Hit philosophers
After World War II, from the distant days of Sartre and Existentialism (when jazz was progressive and the mambo was thought to have the vitality disco had), we have come to expect, as a cold war tradition, a sympathy for Marxism among French intellectuals. It permitted many, Sartre included, to endorse a Castro as a soldier in the good fight against human oppression.
Things have changed here in France 40 years after D-Day. American veterans returning to this land where philosophy is an important spectator sport will not be running into that old kind of ideological anti-Americanism so much. (It is more part of West German intellectual life now.) In fact, they might be disoriented by amazing rumors of something called the New Philosophers. Not at all Existentialists like Sartre, but given to brandishing such slogans as ''Marx Is Dead!'' and ''Marxism Is the Opiate of the People!'' And not only do these French intellectuals consider communism their primary enemy but several of them are openly religious. To make them sound even more oddly familiar to Americans of the Reagan years, they fervently believe that the state is the incarnation of evil, themselves given to speaking in such biblical-sounding terms.
These New Philosophers could never endorse Castro as a defender of humanity because Marxism to them does not ever lead to the elimination of the state, Marx notwithstanding, but instead assumes it. And the state, in its power drive, cannot be anything but the natural incarcerator of man. Never the savior. As for the American state, it is no different in their eyes, also being a product of 18 th-century secular Rationalism. The state as all-pervasive culture is simply the modern world's reality.
One would not, of course, confuse the New Philosophers with the American Moral Majority (although there might be more kinship between these two contemporary groups than first meets the eye). But, in trying to make out exactly what they really are, which has been much discussed, and not always respectfully, we must first report that they have dominated the French intellectual state as nothing has since Structuralism in the 1960s.

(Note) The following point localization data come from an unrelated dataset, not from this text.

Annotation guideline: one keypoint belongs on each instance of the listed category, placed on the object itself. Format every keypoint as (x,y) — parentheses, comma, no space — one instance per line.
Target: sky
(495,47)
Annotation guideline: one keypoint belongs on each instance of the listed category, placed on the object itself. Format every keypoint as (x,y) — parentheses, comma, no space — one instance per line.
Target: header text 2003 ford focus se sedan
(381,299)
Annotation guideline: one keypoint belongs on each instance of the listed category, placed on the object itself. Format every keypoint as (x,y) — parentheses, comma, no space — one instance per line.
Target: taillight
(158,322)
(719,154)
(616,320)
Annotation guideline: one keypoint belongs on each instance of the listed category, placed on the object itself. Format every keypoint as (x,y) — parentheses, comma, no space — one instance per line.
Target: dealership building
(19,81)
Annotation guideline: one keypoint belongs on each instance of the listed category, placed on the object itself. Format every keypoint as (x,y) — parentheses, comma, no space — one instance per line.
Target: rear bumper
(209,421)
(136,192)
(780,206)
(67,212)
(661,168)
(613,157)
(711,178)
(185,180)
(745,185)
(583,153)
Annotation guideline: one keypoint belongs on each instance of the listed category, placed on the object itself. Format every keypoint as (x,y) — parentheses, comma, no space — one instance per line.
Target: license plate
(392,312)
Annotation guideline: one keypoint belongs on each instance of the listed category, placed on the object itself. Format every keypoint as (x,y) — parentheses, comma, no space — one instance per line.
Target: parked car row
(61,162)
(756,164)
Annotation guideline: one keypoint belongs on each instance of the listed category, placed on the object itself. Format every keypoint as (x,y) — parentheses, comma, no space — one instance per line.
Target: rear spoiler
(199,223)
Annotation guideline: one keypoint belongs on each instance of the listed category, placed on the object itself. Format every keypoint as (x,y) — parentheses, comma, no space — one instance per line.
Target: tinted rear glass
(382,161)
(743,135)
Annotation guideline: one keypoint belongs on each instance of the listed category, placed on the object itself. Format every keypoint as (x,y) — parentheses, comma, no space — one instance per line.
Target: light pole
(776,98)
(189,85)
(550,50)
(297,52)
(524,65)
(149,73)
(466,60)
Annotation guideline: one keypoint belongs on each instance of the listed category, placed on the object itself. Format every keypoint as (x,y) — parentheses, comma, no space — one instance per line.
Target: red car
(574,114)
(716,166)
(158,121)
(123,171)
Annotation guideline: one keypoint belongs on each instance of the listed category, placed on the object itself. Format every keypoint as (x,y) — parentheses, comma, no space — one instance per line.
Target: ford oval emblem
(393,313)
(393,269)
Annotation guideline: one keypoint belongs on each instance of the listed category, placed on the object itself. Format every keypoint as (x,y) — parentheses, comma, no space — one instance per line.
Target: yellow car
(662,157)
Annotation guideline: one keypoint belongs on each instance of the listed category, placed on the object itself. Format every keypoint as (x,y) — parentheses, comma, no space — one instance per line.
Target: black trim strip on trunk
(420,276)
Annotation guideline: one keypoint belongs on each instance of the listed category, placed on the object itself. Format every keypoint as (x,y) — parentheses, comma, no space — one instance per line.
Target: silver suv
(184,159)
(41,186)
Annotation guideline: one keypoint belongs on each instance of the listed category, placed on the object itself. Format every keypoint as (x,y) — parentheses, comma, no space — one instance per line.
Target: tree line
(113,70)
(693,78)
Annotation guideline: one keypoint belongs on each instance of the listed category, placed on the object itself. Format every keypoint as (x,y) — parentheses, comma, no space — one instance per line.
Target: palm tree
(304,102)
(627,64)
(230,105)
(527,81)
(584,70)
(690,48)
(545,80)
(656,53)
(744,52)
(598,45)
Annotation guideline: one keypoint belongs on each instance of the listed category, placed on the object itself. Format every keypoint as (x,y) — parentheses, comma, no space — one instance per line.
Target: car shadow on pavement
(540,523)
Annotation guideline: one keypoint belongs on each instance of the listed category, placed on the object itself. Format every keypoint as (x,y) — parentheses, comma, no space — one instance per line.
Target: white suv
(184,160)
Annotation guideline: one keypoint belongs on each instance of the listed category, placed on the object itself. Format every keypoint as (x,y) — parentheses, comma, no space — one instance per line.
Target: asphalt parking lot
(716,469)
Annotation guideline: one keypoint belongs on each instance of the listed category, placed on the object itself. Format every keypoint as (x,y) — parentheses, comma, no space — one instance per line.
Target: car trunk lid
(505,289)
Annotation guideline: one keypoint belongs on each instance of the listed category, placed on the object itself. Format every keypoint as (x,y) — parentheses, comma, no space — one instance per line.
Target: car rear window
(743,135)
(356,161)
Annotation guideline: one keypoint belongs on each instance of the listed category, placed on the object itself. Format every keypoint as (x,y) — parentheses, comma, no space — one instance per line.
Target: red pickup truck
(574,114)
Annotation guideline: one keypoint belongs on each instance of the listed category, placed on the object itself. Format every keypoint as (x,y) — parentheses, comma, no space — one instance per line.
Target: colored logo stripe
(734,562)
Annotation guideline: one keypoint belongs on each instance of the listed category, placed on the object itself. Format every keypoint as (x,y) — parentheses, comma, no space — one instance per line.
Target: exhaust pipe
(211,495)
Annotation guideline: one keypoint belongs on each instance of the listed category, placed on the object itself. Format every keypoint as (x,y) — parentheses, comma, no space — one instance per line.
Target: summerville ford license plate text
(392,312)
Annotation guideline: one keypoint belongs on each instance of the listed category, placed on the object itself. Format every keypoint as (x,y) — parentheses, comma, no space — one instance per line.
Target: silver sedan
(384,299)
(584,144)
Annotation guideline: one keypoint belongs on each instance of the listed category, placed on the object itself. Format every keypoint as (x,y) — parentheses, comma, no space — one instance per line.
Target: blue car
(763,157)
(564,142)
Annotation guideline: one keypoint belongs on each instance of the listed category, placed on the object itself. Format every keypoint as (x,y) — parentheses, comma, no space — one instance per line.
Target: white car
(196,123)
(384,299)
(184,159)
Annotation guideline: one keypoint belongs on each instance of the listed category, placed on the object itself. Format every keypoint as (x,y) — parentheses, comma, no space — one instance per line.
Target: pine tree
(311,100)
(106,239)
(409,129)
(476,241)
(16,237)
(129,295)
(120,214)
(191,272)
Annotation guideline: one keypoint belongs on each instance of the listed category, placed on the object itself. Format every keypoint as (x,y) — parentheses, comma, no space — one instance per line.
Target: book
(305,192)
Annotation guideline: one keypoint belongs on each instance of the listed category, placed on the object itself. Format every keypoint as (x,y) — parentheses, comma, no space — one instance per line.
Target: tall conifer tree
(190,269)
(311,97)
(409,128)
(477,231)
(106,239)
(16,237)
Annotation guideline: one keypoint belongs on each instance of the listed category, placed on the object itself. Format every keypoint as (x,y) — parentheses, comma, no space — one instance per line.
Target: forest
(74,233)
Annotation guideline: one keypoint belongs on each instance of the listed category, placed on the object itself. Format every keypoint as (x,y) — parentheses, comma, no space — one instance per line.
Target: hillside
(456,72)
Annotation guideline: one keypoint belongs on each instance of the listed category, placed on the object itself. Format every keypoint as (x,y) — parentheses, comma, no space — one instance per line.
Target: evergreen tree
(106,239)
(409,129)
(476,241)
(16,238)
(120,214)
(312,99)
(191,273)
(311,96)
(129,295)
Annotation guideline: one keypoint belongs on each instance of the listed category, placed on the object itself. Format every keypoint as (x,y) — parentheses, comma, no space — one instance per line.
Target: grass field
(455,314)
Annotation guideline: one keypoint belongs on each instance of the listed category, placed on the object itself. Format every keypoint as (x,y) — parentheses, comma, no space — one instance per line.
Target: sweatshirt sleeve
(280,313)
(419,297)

Starting in 1977, some 10 writers, the most prominent being Bernard-Henri Levy and Andre Glucksmann, became Hit Philosophers, appearing regularly on TV before a great following to discuss Western philosophy in relation to them. Personally. They had produced, of all things, a series of best sellers, led by Levy's own ''Barbarism with a Human Face,'' for the happy editorial house of Grasset, all under the brilliant editorial and publicitarian direction of B. H. Levy himself. And their books were filled with grave references to each other. They also proved capable of seeing a clean, clear, uninterrupted evil line from Plato to Stalin which they hoped to interrupt. Hence their claim to being new as philosophers.
What is striking is how deeply they were marked by reading Solzhenitsyn, and how they have come to regard - Glucksmann most particularly - the likes of Auschwitz not merely as German, but as 20th-century, to be repeated in Russia, Chile, Indochina, and so on. In fact, they see this lockup of everyone as being repeated all over the world in many forms. Especially since the state - as 20 th-century culture - is so dominant in our minds as to replace all other values.
For them, the state continues to cause what Michel Foucault, perhaps their most important non-Marxist teacher, called the death of man, as every individual's own humanity is displaced by his being an incarnation of the state.
As a group, they are hardly the center of discussion anymore. But the task of assessing their meaning remains. If mentioned now, it is mostly to dismiss them, pointing out that, indebted as they are to Foucault, none showed anything like his caliber as a thinker. And their books, which tend to be declamatory and intuitive (which does not mean without brilliance), do not impress as systematic thought.
Mostly they are criticized for dispensing flashy rhetoric posing as thought, for being sloganeering intellectuals not worthy of the title of philosophers.
Their kind of logic, it has been pointed out, made too many things alike, failing to distinguish, for example, between the degrees of 20th-century oppression. And they are accused of crypto-conservatism, offering with their social pessimism the kind of high-sounding excuse for social passivity that is always popular. It does seem there should be something suspect about ''philosophy'' made to applause. And, sometimes, after hearing that God is dead and then Marx is dead and man is dead, and finally, with Levy, that the proletariat is gone, too, one might wonder nervously about who will be left.
But, worst of all, they are accused of not really being new but of having simply repackaged, with a dramatic air of personal discovery, a lot of things said by others before, without giving precursors credit, claiming that newness for their stardom.
Yet, even if all negative criticisms are true, and many are, the event of the New Philosophers remains important, at least symptomatically. And a few among them, such as Glucksmann, may well stay around on individual merit. Certainly, the old equation between mainstream French intellectuals and Marxism is no longer automatic.